…home is where I wanna be—except when I’d rather be back at the hospital.
Thursday morning was Day 7 of the chemo protocol. They hung the last bag about 10:30 before I left to go to work. Josh was out of there by 2 p.m. Still not feeling great, but home. We’ve dealt with this before. He was feeling bad and wanting to go back to the hospital by the time I got home that evening. There’s a certain sense of security in the hospital. Nurses are there, doctors are on call, drugs are available. Its not easy, I suppose, getting weaned off of morphine and Ativan; even when the doses are very low. And you’re scared. There’s been a lot of insecurity this time. This is overwhelming and Josh knows what it is to face his mortality.
But it’s Saturday now, and—after a couple of restless nights—he’s feeling better. It took a couple of days to get the meds on schedule; Zofran for nausea, Tylenol III for pain, Protonix for reflux, and the Kepra to prevent seizures. We flush his central line each evening with Heperon to prevent clotting in the line. And a shot of Neupogen each evening to stimulate cell growth and shorten the time his immune system will be suppressed. He goes to the clinic Monday for a blood count and we’ll get an idea when we’ll need some blood or platelets. Overall, we’re into the home routine and he’s feeling a lot better.
He had some company this afternoon and that helped to have someone his age to play video games and talk with.

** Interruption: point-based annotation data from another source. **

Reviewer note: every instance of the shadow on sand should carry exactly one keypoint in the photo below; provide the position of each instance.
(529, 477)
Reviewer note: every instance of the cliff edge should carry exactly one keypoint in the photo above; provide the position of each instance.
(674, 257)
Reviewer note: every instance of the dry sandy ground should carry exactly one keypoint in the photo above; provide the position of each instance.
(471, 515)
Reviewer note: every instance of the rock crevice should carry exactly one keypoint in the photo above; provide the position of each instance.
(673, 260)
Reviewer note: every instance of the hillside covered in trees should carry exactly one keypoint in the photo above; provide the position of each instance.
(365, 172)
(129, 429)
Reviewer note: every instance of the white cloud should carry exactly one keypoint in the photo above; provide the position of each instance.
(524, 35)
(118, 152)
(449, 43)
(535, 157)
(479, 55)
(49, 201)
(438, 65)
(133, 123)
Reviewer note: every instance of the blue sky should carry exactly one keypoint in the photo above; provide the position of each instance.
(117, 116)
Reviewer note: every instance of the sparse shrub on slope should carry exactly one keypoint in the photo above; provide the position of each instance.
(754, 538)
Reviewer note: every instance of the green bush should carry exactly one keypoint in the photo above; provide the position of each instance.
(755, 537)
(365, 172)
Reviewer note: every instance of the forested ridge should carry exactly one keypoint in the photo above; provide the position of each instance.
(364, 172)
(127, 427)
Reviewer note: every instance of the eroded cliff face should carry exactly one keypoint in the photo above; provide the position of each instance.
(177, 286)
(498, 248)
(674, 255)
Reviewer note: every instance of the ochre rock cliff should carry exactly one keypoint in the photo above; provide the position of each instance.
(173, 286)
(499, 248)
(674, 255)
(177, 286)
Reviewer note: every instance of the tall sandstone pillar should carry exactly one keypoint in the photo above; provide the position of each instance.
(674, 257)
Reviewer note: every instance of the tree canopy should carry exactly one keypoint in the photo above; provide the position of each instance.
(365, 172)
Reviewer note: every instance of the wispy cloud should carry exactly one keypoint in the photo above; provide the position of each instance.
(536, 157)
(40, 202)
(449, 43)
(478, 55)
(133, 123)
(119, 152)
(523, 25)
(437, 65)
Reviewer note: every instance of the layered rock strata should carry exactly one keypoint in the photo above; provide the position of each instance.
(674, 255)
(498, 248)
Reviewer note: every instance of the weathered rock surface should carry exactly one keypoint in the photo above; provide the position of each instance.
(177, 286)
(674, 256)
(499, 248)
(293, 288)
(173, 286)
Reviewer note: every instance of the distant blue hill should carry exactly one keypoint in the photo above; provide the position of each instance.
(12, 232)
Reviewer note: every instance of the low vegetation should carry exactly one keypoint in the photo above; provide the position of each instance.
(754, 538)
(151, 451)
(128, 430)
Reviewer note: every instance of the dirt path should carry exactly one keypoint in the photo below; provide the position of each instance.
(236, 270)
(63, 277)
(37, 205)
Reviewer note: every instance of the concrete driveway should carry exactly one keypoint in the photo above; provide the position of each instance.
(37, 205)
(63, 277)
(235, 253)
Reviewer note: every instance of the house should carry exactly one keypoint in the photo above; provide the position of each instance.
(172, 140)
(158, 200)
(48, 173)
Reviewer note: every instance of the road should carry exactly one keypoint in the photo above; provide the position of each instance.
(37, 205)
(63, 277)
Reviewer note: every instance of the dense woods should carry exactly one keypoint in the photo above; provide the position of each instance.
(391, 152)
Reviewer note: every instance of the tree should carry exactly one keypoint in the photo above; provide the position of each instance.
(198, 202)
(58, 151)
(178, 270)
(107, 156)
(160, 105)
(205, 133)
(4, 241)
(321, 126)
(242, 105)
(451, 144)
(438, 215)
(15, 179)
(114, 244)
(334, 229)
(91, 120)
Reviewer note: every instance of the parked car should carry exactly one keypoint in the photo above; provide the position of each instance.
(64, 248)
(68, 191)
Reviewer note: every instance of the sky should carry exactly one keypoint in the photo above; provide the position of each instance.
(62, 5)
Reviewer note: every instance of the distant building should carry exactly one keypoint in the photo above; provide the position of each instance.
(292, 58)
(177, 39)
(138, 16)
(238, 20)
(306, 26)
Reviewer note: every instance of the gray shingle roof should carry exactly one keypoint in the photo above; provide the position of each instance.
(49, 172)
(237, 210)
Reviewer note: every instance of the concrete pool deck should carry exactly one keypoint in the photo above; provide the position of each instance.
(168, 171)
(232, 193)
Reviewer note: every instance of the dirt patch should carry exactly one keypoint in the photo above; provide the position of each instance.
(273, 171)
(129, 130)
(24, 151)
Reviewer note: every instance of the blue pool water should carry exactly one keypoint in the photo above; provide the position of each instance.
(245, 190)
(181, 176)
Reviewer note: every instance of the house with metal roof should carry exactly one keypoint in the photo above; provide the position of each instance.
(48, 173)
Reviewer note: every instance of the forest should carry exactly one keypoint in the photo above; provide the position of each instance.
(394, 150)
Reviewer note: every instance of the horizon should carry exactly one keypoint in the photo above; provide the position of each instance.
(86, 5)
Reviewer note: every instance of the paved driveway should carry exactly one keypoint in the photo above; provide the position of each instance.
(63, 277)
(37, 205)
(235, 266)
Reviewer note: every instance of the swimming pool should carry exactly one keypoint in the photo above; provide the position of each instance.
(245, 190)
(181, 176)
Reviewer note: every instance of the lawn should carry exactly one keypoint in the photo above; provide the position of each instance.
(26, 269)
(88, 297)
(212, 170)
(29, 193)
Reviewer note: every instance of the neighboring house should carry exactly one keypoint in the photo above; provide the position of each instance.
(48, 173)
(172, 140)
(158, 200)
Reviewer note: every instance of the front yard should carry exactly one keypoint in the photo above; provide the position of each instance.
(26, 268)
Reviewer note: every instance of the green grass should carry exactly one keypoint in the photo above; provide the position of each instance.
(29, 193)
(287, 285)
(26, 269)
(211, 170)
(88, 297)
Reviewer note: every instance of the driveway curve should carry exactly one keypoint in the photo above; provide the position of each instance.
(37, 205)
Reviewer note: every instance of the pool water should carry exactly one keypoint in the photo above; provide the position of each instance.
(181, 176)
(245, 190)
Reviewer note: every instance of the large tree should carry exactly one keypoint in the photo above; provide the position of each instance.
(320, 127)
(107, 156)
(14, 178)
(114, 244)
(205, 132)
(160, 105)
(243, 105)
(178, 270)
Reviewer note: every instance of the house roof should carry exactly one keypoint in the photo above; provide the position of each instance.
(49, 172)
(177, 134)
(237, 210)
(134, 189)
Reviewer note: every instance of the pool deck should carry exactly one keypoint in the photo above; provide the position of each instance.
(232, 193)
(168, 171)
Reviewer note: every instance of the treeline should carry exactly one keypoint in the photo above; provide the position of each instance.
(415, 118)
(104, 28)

He’s been eating a little better each day and today he started drinking a lot of Gatorade and that helped a lot. I think he was a little dehydrated and that was making him feel bad in addition to everything else. So he’s pushing fluids now and eating. He’s starting to be the old, cocky Josh we all know and love. Still, he’s careful not to overtire himself. He’s good at pacing himself and pulling back when he needs a rest.